CA Toulouse, 2e ch., 3 octobre 1991, n° 4046-88

TOULOUSE

Arrêt

Confirmation

PARTIES

Demandeur :

La Concorde (Sté)

Défendeur :

Regent Services (Sté), CIAM (Sté)

COMPOSITION DE LA JURIDICTION

Président :

M. Bensoussan

Conseillers :

M. Lebreuil, Mme Gache

Avoués :

Mes Cantaloube-Ferrieu, de Lamy, SCP Rives

Avocats :

Mes Bellaiche, Mellichzon, Fossat Glock

TGI Toulouse, du 8 nov. 1988

8 novembre 1988

LA COUR,

Vu l'ordonnance de clôture en date du 11 juillet 1991.

Le 2 mai 1986 M. Jean-Paul Lacoste, propriétaire de l'immeuble du 17, Grand Rue Nazareth était victime d'un sinistre provoqué par une fuite à l'intérieur d'un chauffe-eau électrique Saunier Duval installé dans le studio du deuxième étage occupé par sa locataire Mme Piantoni.

Son assureur La Concorde désignait un expert amiable M. Bretech lequel dans son rapport daté du 16 septembre 1986 établissait que "le dégât des eaux s'était produit par suite d'une fuite à l'intérieur du chauffe-eau électrique Saunier Duval" et évaluait le montant de l'indemnité due à M. Lacoste à la somme de 285 692,13 F, tout en émettant des réserves sur le bien-fondé de la réclamation présentée par la locataire, faute de vérification et en laissant toutefois le soin à la Concorde de proposer une transaction éventuelle: celle-ci a réglé à M. Lacoste la somme de 285 157,94 F et à Mme Piantoni la somme de 9 000 F.

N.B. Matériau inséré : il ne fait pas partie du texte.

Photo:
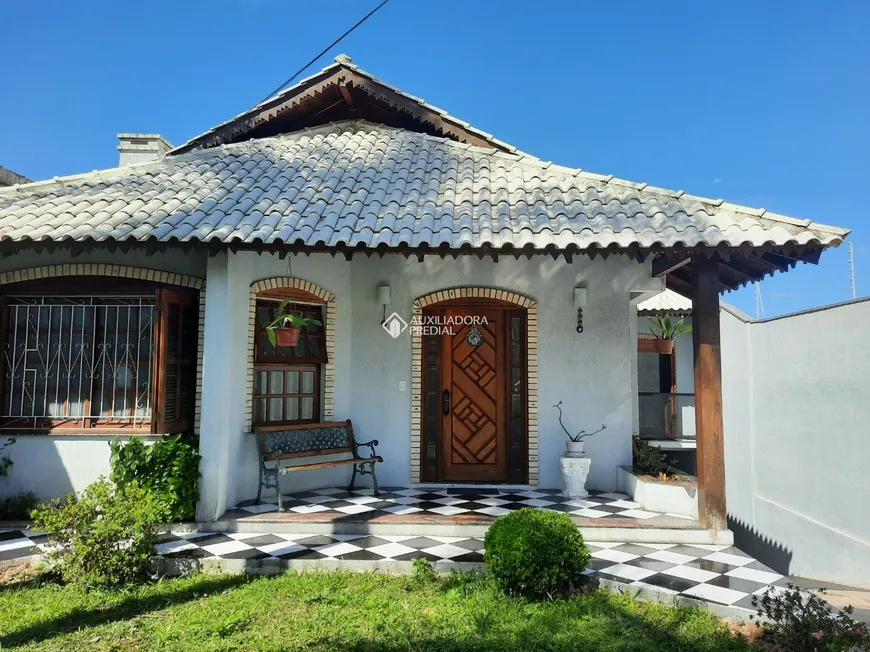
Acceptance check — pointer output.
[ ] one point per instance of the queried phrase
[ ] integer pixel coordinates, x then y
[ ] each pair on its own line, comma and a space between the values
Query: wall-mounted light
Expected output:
384, 298
579, 304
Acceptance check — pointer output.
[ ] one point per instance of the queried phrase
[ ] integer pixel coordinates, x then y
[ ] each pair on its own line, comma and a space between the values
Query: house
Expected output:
134, 298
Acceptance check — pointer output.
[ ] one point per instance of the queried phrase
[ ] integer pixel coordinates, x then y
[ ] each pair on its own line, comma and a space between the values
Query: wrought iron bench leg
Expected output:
377, 491
353, 477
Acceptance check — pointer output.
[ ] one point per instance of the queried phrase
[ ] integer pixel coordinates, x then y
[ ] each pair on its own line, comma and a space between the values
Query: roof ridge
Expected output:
521, 158
343, 61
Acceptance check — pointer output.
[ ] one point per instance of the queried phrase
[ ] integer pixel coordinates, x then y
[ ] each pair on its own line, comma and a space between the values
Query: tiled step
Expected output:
628, 532
456, 511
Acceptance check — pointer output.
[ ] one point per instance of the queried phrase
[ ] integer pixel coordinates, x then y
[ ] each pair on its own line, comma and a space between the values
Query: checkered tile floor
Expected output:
339, 502
715, 574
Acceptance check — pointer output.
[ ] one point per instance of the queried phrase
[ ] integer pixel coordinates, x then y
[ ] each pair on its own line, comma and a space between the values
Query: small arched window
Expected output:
287, 380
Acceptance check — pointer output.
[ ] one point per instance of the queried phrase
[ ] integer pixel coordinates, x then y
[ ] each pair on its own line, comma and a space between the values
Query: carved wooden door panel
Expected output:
474, 443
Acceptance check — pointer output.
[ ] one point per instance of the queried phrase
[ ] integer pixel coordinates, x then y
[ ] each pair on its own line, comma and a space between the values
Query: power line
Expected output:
326, 49
852, 268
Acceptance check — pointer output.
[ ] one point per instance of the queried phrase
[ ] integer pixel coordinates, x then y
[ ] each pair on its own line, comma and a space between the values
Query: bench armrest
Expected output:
371, 444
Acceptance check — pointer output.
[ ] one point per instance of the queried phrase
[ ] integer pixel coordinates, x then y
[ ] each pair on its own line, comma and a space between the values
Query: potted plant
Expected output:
665, 331
285, 328
575, 443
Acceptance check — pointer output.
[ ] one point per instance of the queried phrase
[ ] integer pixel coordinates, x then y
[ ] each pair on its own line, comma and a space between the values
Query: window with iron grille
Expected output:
287, 380
122, 360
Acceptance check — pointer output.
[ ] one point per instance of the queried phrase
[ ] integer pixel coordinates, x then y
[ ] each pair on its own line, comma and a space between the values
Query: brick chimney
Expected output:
138, 148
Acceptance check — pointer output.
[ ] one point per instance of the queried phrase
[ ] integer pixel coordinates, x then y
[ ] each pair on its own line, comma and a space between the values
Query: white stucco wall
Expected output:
54, 466
591, 373
797, 440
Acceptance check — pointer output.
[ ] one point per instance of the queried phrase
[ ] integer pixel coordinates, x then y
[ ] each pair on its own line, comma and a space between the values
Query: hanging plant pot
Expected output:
662, 347
288, 337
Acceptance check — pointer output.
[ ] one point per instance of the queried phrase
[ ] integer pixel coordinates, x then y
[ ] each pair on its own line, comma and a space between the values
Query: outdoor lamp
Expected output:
384, 298
579, 303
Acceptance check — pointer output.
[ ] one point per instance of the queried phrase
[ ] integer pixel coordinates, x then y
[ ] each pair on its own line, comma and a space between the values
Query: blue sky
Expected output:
761, 103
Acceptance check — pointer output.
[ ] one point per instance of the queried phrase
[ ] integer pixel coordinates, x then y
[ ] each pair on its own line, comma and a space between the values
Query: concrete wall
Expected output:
592, 373
52, 466
797, 439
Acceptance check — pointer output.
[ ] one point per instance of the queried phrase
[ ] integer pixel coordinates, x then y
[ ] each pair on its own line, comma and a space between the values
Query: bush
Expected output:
104, 537
168, 469
535, 552
803, 622
17, 506
648, 459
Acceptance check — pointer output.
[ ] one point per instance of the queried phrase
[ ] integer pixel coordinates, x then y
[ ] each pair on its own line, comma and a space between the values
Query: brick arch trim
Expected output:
328, 299
127, 271
99, 269
471, 293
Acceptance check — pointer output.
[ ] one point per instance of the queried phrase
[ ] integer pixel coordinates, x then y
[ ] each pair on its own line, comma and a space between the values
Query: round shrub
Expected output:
535, 551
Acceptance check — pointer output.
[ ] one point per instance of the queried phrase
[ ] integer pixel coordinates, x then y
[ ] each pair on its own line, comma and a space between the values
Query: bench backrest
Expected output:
305, 440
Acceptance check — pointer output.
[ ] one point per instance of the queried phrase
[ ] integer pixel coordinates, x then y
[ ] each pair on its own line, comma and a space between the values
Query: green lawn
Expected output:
341, 611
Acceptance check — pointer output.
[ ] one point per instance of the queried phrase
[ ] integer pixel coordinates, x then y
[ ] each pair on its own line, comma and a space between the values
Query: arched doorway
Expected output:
474, 388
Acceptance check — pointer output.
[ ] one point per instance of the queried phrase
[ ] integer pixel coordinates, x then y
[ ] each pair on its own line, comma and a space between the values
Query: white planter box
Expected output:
658, 496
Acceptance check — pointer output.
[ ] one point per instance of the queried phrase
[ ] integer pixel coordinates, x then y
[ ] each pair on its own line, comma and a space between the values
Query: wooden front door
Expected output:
480, 376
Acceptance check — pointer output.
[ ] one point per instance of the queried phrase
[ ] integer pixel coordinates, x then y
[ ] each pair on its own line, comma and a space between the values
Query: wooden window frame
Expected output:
95, 287
284, 368
264, 362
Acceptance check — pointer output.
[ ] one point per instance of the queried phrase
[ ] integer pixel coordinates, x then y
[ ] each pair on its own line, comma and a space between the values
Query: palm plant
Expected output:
289, 321
665, 328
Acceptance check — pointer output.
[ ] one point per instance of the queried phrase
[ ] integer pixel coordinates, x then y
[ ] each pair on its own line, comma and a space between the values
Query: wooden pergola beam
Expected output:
709, 428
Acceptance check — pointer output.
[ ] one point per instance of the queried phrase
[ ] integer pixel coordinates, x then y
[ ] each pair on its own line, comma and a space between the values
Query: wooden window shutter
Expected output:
176, 336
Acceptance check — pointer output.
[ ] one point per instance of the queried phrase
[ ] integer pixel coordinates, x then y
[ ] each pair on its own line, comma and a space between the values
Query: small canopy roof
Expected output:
663, 303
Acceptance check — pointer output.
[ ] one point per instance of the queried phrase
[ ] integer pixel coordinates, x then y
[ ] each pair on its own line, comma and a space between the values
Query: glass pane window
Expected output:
287, 379
78, 361
286, 394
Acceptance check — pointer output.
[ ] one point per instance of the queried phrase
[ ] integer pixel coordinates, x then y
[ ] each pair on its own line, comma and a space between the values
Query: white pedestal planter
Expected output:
658, 496
575, 470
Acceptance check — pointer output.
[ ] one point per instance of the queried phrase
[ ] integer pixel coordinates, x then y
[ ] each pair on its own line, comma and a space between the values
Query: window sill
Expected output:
77, 432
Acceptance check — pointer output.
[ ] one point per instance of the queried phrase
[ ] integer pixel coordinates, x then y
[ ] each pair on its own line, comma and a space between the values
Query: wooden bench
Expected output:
280, 445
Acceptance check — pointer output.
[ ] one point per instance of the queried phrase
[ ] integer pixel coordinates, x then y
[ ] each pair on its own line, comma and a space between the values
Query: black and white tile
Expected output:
438, 501
715, 574
342, 547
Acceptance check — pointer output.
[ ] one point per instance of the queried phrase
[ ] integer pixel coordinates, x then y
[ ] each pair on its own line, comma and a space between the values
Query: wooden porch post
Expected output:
708, 392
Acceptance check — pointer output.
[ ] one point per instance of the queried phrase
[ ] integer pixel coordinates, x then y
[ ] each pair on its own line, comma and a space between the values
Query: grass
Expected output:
343, 611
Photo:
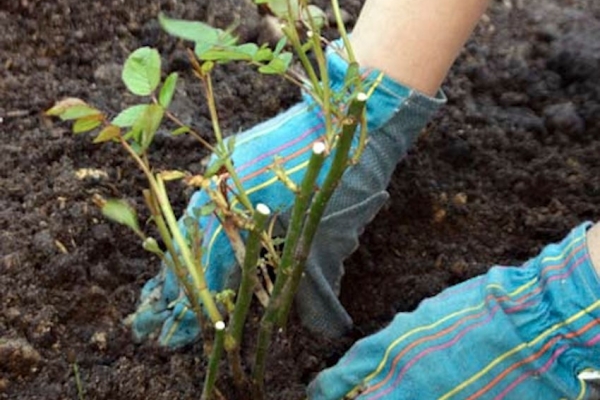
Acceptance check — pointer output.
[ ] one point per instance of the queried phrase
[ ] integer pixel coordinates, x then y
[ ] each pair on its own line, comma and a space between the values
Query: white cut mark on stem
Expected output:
263, 209
319, 148
219, 325
362, 97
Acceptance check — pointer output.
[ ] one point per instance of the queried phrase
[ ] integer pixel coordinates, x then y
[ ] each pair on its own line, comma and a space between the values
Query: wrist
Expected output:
593, 246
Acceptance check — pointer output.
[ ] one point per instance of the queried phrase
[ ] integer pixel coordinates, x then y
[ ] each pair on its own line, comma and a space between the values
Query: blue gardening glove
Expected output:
514, 333
395, 116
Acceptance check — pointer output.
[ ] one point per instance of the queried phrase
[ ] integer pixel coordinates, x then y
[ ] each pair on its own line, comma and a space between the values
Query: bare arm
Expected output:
414, 41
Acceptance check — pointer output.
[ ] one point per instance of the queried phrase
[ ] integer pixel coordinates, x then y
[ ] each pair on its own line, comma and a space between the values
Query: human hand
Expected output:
395, 115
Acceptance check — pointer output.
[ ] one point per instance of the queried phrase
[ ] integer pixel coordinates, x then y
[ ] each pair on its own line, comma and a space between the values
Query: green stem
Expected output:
222, 149
196, 273
315, 36
78, 383
213, 362
292, 35
244, 295
298, 213
301, 204
248, 283
317, 209
342, 30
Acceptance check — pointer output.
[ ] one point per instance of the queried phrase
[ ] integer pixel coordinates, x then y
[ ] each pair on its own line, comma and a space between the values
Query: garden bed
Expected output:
511, 163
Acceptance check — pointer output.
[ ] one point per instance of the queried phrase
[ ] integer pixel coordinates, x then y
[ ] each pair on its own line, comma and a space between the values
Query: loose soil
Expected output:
511, 163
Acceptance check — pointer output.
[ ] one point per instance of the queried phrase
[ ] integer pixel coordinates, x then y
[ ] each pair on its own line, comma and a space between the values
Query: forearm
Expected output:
414, 41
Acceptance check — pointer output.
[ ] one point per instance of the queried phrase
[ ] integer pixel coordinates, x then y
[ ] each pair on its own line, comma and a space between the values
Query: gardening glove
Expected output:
395, 115
514, 333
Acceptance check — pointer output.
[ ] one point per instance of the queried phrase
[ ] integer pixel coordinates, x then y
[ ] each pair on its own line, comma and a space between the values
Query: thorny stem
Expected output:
157, 187
244, 296
317, 209
315, 36
292, 35
247, 285
173, 262
196, 273
213, 362
342, 30
266, 326
243, 197
195, 134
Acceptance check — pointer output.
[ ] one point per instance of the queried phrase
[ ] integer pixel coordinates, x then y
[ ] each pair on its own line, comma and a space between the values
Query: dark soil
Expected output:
510, 164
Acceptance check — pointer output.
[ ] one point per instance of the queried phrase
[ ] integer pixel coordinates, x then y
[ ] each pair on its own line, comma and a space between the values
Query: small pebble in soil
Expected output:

Par acte du 1er avril 1987, la Concorde assignait en référé devant le président du Tribunal de grande instance de Toulouse aux fins de désignation d'expert la société Saunier Duval, les Etablissements CDC, M. Marty et M. Capus, toutes personnes qui étaient intervenues à l'occasion des travaux de rénovation de l'immeuble au cours desquels le chauffe-eau litigieux avait été installé et mis à eau.

Dans son rapport déposé le 23 juillet 1987, l'expert judiciaire M. Cambefort établissait que le sinistre provenait d'un "défaut de fabrication du chauffe-eau ou, plus exactement, de montage ou de serrage (peut être les deux à la fois) du joint en usine", et indiquait que ce chauffe-eau était fabriqué par la société Regent Services, intervenue volontairement au cours des opérations d'expertise.

Par acte du 7 décembre l987, la Concorde a fait assigner la société Regent Services et l'assureur de celle-ci la CIAM devant le Tribunal de grande instance de Toulouse qui par jugement du 8 novembre 1988 a déclaré son action irrecevable pour non-respect du bref délai imposé par les dispositions de l'article 1648 du Code civil et dit sans objet le recours en garantie de Regent Services contre la Compagnie CIAM.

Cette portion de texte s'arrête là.